Antes, la visita del obispo al pueblo era un acontecimiento;
sobre todo, si el lugar era pequeño y la visita no era anual, la llegada, que coincidía con la época de las confirmaciones, revolucionaba a todo el mundo. Se reunía el concejo y se tomaban los acuerdos pertinentes para que su ilustrísima se sintiese como en casa. Bueno, pues en este pueblo llevaban varios meses con la intranquilidad en el cuerpo porque se acercaba la fecha y todo el
personal quería aportar ideas.
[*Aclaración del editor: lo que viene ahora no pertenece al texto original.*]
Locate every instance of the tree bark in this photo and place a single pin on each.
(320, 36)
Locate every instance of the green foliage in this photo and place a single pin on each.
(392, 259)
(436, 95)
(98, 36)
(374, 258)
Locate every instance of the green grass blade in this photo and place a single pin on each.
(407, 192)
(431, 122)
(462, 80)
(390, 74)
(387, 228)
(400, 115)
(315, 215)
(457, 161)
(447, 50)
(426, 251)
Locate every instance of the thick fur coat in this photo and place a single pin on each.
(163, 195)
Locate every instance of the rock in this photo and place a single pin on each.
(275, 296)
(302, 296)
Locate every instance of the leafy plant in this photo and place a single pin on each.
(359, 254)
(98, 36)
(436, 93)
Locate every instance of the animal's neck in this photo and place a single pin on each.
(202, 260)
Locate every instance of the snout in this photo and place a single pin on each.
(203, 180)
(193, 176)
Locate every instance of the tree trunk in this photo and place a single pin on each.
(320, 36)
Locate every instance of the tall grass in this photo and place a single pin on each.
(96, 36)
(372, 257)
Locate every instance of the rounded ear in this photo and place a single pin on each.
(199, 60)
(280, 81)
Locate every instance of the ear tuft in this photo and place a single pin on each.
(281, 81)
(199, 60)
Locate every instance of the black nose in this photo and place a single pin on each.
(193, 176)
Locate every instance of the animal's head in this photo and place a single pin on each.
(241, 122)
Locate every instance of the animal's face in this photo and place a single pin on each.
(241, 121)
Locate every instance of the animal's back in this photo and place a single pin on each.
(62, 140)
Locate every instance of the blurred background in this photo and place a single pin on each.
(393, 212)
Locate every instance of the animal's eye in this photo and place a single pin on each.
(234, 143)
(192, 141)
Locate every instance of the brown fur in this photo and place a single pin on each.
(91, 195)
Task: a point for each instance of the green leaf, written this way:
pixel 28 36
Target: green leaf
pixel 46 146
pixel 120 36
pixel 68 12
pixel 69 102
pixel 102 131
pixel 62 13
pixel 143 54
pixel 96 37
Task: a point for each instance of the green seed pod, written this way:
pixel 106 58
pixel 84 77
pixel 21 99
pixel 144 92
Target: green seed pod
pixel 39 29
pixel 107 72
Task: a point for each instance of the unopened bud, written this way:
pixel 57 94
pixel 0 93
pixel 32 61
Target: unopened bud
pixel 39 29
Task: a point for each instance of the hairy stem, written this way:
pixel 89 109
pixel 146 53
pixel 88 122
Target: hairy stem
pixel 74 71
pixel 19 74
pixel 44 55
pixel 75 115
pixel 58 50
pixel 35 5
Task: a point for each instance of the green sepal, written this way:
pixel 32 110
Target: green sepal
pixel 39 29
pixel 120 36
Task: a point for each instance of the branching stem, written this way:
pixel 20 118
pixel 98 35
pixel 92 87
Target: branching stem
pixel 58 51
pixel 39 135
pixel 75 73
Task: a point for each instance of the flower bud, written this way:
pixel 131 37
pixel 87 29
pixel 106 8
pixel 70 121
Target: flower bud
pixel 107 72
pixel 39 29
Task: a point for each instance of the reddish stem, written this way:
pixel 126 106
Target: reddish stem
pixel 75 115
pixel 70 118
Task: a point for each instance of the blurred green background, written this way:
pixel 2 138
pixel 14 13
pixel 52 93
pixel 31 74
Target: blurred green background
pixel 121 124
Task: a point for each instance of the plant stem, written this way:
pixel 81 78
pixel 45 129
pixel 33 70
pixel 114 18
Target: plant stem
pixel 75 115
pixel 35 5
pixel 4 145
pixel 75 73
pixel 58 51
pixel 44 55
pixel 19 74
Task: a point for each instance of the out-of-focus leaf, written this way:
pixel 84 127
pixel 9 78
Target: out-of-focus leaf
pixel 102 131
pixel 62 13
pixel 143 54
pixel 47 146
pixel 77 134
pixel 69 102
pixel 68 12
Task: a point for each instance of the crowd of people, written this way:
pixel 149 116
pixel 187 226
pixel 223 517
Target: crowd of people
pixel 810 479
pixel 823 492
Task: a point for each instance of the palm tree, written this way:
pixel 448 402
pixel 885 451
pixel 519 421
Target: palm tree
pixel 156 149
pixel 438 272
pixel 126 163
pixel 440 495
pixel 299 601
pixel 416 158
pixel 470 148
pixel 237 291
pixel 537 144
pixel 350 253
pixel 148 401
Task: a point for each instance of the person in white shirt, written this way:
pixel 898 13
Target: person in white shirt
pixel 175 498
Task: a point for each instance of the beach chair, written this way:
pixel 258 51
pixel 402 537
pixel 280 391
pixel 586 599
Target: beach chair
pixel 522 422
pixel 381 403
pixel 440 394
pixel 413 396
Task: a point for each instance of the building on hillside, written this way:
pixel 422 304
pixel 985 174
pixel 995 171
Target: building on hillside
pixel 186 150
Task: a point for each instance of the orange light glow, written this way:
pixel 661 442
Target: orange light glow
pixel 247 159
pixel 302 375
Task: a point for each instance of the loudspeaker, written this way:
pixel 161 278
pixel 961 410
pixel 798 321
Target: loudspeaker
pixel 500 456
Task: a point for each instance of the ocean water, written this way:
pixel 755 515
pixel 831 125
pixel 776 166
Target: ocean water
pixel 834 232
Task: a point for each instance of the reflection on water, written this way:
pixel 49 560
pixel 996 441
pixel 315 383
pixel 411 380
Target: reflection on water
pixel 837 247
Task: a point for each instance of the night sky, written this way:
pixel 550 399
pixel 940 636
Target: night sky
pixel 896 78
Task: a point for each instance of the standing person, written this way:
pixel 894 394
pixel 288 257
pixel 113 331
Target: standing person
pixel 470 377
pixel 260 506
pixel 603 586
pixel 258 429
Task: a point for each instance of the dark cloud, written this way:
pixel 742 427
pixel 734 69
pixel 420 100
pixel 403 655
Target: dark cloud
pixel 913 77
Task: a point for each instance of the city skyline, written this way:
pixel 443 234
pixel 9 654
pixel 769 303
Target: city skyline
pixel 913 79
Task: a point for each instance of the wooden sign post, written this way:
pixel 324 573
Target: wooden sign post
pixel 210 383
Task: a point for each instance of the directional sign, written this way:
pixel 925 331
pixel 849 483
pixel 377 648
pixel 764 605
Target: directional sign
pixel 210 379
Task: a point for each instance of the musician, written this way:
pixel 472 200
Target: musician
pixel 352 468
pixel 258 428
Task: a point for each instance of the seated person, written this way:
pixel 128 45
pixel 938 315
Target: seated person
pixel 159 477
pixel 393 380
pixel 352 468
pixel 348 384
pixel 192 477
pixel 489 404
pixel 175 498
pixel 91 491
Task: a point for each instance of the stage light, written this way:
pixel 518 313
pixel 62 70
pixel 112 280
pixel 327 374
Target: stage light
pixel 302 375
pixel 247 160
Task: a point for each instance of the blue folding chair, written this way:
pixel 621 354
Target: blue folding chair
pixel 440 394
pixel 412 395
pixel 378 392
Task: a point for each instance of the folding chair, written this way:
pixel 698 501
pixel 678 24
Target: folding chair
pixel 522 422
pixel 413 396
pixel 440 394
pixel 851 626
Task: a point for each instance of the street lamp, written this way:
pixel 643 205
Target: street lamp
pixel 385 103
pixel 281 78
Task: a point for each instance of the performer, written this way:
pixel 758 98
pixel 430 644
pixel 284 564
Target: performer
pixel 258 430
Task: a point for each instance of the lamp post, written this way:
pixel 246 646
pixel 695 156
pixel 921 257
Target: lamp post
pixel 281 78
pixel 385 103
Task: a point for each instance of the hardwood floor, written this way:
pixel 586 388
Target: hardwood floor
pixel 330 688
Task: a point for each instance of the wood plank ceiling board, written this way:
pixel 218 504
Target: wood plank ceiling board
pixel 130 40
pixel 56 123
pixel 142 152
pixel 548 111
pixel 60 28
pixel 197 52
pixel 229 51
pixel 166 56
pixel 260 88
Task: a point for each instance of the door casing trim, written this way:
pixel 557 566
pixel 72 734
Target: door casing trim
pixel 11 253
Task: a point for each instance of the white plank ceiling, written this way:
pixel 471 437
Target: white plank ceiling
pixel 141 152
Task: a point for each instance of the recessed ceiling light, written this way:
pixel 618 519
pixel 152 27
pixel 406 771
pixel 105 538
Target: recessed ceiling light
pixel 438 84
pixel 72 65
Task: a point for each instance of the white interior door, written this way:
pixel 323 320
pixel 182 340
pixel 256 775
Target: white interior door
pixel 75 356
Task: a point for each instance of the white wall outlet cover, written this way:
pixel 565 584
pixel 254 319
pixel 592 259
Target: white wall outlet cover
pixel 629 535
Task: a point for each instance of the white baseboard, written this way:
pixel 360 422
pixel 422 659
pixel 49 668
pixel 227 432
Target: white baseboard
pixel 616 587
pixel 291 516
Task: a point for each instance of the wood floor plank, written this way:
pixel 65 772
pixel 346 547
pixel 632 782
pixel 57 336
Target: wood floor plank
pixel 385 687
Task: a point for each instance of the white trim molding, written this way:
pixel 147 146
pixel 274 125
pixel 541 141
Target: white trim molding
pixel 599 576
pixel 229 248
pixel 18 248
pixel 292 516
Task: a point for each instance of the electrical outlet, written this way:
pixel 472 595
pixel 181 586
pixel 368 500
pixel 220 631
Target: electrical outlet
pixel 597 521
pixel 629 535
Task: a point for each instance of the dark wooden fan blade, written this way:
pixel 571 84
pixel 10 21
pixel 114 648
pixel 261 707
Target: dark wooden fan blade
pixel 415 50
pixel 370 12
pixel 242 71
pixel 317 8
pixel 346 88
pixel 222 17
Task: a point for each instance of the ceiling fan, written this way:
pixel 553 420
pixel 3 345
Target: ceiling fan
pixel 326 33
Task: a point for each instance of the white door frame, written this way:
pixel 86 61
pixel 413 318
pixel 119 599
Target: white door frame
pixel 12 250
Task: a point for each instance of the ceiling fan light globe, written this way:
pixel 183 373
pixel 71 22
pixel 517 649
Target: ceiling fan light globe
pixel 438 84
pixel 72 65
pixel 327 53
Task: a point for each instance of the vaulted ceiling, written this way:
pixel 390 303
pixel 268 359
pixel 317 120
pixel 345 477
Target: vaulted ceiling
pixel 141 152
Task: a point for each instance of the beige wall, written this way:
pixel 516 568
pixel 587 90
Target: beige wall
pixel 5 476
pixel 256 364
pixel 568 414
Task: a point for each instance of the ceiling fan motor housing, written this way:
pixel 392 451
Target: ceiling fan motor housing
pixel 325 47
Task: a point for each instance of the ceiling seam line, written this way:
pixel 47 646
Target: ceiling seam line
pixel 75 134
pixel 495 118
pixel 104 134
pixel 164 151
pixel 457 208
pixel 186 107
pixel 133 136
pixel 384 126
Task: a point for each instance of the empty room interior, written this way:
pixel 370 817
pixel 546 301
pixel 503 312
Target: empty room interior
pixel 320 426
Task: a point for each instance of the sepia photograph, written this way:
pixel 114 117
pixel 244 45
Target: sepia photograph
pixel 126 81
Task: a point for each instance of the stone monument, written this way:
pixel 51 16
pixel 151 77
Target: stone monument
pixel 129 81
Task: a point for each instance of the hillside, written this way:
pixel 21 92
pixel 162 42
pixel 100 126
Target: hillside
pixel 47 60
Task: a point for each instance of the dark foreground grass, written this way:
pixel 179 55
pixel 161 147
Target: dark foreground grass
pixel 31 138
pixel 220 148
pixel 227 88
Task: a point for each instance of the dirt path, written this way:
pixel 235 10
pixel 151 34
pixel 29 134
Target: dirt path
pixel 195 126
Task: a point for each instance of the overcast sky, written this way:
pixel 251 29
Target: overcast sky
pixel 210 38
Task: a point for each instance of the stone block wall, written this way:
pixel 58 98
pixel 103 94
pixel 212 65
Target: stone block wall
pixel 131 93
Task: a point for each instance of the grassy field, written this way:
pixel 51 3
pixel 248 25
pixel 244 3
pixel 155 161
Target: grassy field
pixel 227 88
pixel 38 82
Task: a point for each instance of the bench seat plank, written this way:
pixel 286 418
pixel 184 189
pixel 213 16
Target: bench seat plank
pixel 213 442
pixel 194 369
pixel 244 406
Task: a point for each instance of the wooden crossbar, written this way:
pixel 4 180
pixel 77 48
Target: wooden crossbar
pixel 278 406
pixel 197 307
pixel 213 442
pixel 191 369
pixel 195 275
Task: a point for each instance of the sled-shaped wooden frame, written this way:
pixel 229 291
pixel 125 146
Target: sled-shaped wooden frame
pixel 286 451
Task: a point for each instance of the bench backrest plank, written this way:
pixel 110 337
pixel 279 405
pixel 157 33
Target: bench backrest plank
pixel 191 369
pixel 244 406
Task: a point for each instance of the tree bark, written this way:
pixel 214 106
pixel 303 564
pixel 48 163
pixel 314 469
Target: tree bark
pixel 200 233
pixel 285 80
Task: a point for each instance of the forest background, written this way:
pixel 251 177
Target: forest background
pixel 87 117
Y en una reunión se le ocurrió a un
concejal (el mundo se ve siempre a través del propio cristal) que
tenía el muelle flojo y el cristalino turbio, que el obispo, a pesar de
toda su santidad, podría tener un apretón y había que tener dispuesto un retiro adecuado. La propuesta inquietó no poco a la corporación porque en el pueblo no había —ni siquiera en la major casa— más que el clásico corral donde cada cual se despachaba a gusto con la ayuda de su propio esfuerzo y la colaboración, no
siempre positiva, de las gallinas picamierda. En fin, que se avisó
al carpintero y en un anejo de la sacristía se dispuso un sitial que
talmente parecía un patíbulo, de forma que un acólito pudiera
situarse debajo con un escobón para, una vez finalizado el sencillo
pero vital acto, dar un pase esclarecedor y definitivo sobre las ilustres posaderas del visitante. Conque, mira por dónde, la abundante
comida o el ajetreo movieron el vientre del señor obispo tan reciamente que, con discreción, tuvo que preguntar al vicario por un
lugar suficientemente privado para aliviar su necesidad. Con enorme satisfacción se le indicó el improvisado retrete y allá que fue nuestro prelado para evacuar y no precisamente consultas. Pero al aldeano apercibido para el caso, que siempre había puesto el huevo a la primera, le faltó tiempo, en cuanto vio que había pasado el primer envío, para dar el brochazo consiguiente con decisión
y energía. Sorprendido el obispo ante tan inesperado ataque se
levantó sobresaltado y quiso observar qué extraño y diabólico
fenómeno le tentaba por su parte menos sagrada. El aldeano que
percibió movimiento en el trono y pensó que su trabajo no había
quedado completo, lanzó un segundo viaje con el hisopo en el
momento justo en que su eminencia asomaba el rostro, dejándole
hecho un Tobías y rebozado en la naturaleza de sus propia cámaras. Esto digo y no miento, que como me lo contaron lo cuento.